Audrey Epstein Reny, Shailesh Agarwal, Ali Salim
Associate Surgeon, Division of Plastic and Reconstructive Surgery, Brigham and Women’s Hospital
Ulrich von Andrian, PhD
Department of Immunology, Harvard Medical School
Indranil Sinha, MD
Department of Surgery, Brigham and Women’s Hospital
Using Biologic Agents to Regenerate Muscles After Traumatic Injury
Traumatic heterotopic ossification (HO)—the pathologic formation of bone in soft tissue—is a significant clinical barrier to patient recovery after musculoskeletal injury due to pain, reduced joint mobility, and open wounds. Patients who have had blunt trauma from motor vehicle accidents, blast injuries, and even those who have had routine orthopaedic procedures are at risk for HO. Using a clinically-representative mouse model, I have shown that a novel recombinant protein, BMPR1A-Fc, significantly reduces traumatic HO. However, two significant challenges to therapeutic use of this biologic agent are: (1) complex and expensive manufacturing processes; and (2) the need for repeated injections over a long duration of time present an impediment to patient adherence.

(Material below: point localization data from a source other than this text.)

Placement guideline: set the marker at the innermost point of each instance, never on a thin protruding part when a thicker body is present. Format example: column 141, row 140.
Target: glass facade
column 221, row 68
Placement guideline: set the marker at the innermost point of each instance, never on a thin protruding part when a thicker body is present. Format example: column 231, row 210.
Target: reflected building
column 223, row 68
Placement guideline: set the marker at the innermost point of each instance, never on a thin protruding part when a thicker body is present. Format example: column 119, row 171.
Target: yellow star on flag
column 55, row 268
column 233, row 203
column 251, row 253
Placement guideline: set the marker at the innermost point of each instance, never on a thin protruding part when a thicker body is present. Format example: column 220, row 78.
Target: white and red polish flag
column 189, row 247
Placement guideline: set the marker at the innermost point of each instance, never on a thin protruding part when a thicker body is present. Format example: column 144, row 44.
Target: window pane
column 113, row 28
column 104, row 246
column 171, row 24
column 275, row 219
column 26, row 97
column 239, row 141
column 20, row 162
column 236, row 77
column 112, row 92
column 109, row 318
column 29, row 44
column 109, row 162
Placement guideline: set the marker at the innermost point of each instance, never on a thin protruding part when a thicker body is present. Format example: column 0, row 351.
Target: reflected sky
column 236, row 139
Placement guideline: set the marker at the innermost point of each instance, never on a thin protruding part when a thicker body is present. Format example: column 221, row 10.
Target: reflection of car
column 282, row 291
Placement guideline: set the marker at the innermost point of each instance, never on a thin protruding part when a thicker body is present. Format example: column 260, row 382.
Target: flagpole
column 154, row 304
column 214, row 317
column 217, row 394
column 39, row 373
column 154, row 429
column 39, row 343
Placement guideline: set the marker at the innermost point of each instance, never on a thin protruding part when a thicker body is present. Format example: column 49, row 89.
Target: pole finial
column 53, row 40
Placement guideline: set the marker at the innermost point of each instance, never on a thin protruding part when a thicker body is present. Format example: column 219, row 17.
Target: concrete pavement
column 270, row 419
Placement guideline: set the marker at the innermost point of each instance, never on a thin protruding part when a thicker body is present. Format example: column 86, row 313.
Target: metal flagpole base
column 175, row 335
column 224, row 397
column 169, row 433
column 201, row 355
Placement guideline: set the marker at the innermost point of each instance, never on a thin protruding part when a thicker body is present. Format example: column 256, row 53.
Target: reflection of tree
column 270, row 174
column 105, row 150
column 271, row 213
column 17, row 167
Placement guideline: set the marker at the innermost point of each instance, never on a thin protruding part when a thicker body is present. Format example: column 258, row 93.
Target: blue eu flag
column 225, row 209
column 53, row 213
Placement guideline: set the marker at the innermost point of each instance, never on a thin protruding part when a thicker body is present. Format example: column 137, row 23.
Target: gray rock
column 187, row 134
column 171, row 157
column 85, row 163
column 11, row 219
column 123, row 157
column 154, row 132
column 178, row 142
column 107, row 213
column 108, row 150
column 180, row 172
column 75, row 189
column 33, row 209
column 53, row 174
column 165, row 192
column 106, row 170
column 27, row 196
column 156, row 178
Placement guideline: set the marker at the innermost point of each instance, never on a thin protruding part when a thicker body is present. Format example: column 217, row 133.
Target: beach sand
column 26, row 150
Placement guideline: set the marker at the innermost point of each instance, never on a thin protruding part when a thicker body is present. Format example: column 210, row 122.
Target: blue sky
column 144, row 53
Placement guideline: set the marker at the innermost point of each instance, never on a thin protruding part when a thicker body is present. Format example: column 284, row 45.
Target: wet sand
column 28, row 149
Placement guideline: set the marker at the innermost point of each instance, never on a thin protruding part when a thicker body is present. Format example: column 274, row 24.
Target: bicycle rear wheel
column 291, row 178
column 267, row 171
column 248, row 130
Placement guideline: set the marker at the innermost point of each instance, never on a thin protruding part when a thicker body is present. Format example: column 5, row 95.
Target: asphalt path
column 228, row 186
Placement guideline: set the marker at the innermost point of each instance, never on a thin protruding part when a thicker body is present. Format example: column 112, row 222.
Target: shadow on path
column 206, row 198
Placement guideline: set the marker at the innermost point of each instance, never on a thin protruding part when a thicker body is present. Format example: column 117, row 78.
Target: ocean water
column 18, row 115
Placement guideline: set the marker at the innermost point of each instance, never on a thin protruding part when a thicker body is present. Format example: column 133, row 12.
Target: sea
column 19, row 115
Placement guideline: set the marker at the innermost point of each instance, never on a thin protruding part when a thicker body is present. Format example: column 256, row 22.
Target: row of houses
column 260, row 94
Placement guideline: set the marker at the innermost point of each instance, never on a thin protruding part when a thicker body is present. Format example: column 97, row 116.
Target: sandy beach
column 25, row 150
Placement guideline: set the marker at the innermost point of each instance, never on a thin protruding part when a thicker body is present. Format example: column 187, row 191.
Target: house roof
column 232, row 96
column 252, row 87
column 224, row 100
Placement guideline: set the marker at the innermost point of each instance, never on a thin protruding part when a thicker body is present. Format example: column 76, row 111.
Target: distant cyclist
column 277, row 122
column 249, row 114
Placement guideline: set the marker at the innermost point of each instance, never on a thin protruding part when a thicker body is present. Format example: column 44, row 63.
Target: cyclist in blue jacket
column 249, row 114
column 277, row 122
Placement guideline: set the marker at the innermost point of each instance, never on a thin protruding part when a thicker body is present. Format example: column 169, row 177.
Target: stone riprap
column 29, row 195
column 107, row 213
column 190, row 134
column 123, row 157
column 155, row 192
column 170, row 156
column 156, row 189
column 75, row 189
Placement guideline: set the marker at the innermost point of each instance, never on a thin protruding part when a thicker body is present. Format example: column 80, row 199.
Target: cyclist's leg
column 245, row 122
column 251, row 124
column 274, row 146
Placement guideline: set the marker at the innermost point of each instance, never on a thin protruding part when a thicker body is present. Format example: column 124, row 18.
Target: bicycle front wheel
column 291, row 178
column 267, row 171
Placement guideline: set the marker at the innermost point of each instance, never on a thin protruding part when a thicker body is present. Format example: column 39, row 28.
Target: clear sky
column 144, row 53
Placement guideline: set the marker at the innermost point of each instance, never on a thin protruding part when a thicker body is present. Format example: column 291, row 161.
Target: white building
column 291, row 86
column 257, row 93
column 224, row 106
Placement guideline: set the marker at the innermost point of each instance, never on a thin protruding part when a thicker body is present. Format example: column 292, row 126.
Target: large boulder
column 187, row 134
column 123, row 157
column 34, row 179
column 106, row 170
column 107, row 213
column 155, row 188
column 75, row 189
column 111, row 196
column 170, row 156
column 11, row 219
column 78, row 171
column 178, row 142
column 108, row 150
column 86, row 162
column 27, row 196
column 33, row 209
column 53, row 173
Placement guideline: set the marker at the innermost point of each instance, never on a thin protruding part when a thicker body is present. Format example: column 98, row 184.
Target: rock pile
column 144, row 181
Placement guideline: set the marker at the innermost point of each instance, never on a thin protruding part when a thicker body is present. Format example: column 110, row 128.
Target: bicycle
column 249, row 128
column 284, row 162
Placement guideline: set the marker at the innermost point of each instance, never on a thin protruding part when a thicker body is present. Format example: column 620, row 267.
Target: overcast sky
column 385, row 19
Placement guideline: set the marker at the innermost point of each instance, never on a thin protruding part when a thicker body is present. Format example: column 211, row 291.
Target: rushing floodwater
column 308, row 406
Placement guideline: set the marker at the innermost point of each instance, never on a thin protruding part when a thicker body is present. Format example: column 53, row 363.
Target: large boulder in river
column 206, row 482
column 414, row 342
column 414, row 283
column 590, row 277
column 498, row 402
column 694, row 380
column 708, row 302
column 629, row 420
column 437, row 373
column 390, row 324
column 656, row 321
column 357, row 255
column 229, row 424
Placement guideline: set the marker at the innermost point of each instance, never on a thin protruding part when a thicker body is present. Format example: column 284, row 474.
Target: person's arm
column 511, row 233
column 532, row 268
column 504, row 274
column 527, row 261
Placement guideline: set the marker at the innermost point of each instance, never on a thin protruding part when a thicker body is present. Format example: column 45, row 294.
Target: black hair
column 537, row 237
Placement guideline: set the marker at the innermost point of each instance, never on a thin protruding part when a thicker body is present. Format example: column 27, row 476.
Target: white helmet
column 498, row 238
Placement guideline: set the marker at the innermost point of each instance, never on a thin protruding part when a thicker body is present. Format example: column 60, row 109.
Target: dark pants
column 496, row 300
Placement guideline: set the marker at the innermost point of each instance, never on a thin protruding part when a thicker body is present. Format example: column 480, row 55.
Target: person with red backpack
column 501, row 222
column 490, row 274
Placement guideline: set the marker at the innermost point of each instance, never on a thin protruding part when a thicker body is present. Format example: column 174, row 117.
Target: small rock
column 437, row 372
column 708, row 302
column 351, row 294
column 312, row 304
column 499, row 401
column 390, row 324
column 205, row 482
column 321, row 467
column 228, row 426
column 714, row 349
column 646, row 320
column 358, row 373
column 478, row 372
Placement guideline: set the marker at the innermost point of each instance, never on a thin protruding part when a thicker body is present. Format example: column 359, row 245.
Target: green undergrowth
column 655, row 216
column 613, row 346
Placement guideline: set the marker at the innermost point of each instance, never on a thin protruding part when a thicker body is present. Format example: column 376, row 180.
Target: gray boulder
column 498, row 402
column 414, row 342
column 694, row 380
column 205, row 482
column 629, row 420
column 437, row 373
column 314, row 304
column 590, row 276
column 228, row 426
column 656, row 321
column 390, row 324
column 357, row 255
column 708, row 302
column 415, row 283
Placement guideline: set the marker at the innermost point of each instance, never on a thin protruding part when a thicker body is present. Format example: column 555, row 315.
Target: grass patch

With funds from the Stepping Strong Innovator Award, Agarwal’s team will develop in vivo adipose tissue bioreactors which synthesize and release BMPR1A-Fc into the injury site. These bioreactors will be composed of a patient’s own adipose (fat) tissue harvested using traditional liposuction techniques. This adipose tissue will then be programmed using novel gene-editing techniques to convert the patient’s adipose tissue into a bioreactor, which expresses our agent of interest, BMPR1A-Fc. This programmed bioreactor can then be injected into the patient as an autologous in vivo bioreactor. The proposed series of studies will initially be performed in our highly representative mouse model of traumatic HO. In the future, however, we envision a platform technology which harnesses a patient’s own cellular machinery to produce and deliver biologic drugs to improve healing after musculoskeletal injury.
Shailesh Agarwal, MD, received his undergraduate degree from the University of Michigan and received his medical degree from the University of Chicago Pritzker School of Medicine. He then completed his residency training in plastic surgery and an NIH-funded post-doctoral research fellowship studying heterotopic ossification and the inflammatory response to trauma at the University of Michigan. He subsequently completed a fellowship in microsurgical reconstruction at the University of Chicago. Agarwal’s clinical interests include reconstruction of the breast, lymphatic system, chest wall, trunk/lower extremity, and head/neck, as well as gender surgery. His laboratory research is centered on genetic and epigenetic re-programming to modify cell function for tissue regeneration.